If you need a faster approach, there are several, some of which use the Finder and its capabilities, and others that involve secondary programs
Firstly, in Finder, you can quickly create a duplicate folder view by pressing Command-up arrow to reveal the folder highlighted in its parent directory, and then pressing Control-Command-O to open the folder in a new window. You can then switch to the prior window and double-click or press Command-O to open the folder directly.
This is convenient for a single duplicate instance, but if you would like more than one duplicate, select an item in the folder and get information on it. Then expand the General section of the information window and note the "Where" listing that shows the full path to it. Select the entire path, starting with the first forward-slash and including all lines to the last folder. Then press Command-C to copy it.

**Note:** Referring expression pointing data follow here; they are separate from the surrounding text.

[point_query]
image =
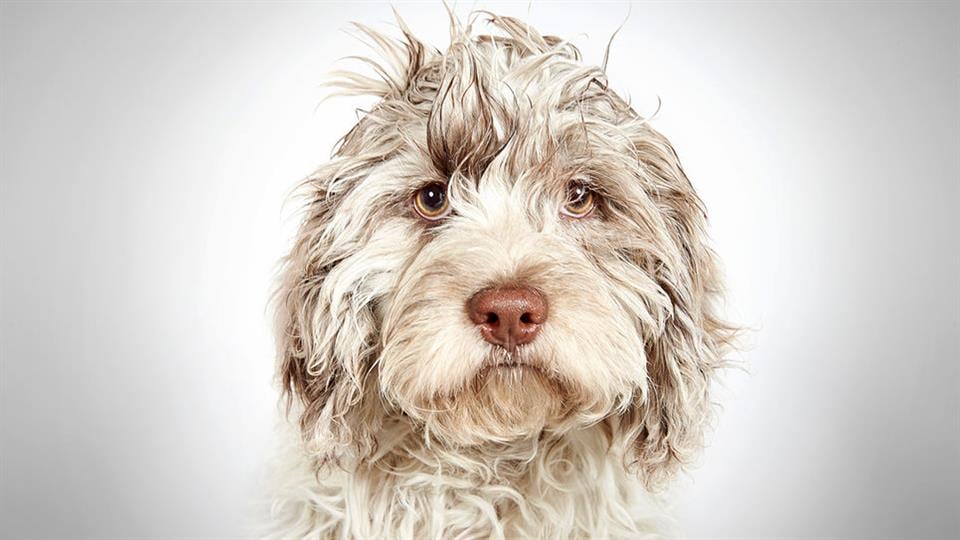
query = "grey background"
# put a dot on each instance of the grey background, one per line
(147, 150)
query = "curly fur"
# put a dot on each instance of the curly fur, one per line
(405, 430)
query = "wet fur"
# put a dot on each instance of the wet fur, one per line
(406, 426)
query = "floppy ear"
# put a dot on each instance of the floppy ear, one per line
(324, 339)
(666, 425)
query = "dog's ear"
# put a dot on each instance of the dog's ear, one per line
(665, 424)
(323, 338)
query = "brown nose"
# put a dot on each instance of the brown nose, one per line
(508, 317)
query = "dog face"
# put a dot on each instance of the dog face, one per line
(500, 247)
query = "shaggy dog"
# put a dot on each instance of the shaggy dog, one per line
(497, 319)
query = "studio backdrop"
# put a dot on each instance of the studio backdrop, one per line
(148, 151)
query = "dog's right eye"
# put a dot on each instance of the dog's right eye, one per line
(431, 202)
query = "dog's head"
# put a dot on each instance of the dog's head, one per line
(501, 246)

With the path copied, press Command-N to create a new Finder window, and Shift-Command-G to bring up the "Go to Folder" field. Paste the copied path into this field, and press Enter to have the window go to that location. Repeat, creating a new window and pasting the path for any additional windows you would like.
You can create a sidebar favorite of a current folder by dragging it directly, or a reference to it from the title bar or Finder Path bar, and dropping this at a location in the sidebar. You can drag it out of the sidebar when no longer in use.
An alternative approach is to make use of the Finder's sidebar and toolbar, by dragging the current folder to these locations to make a link (you can drag the folder from the window title to the sidebar, for example). Then create a new Finder window by pressing Command-N, and click the new Favorite link to set the location. When finished, you can drag the link out of the Favorites.
Similar to the Finder's favorites menu, you can use the Dock by dragging the folder to it (in the user files section between the Trash and the separator bar), and then holding the Command key while clicking the folder. This will create a new Finder window at that folder for each click.
A final alternative is to use Spotlight, provided the folder is in your home directory, on an indexed external drive, or in another area meant for access by your user account. To do this simply search for the folder name and it should show up as a search result. Then select it and press Command-Return to open a new folder revealing the item. You can then repeat this to open additional folders revealing the item.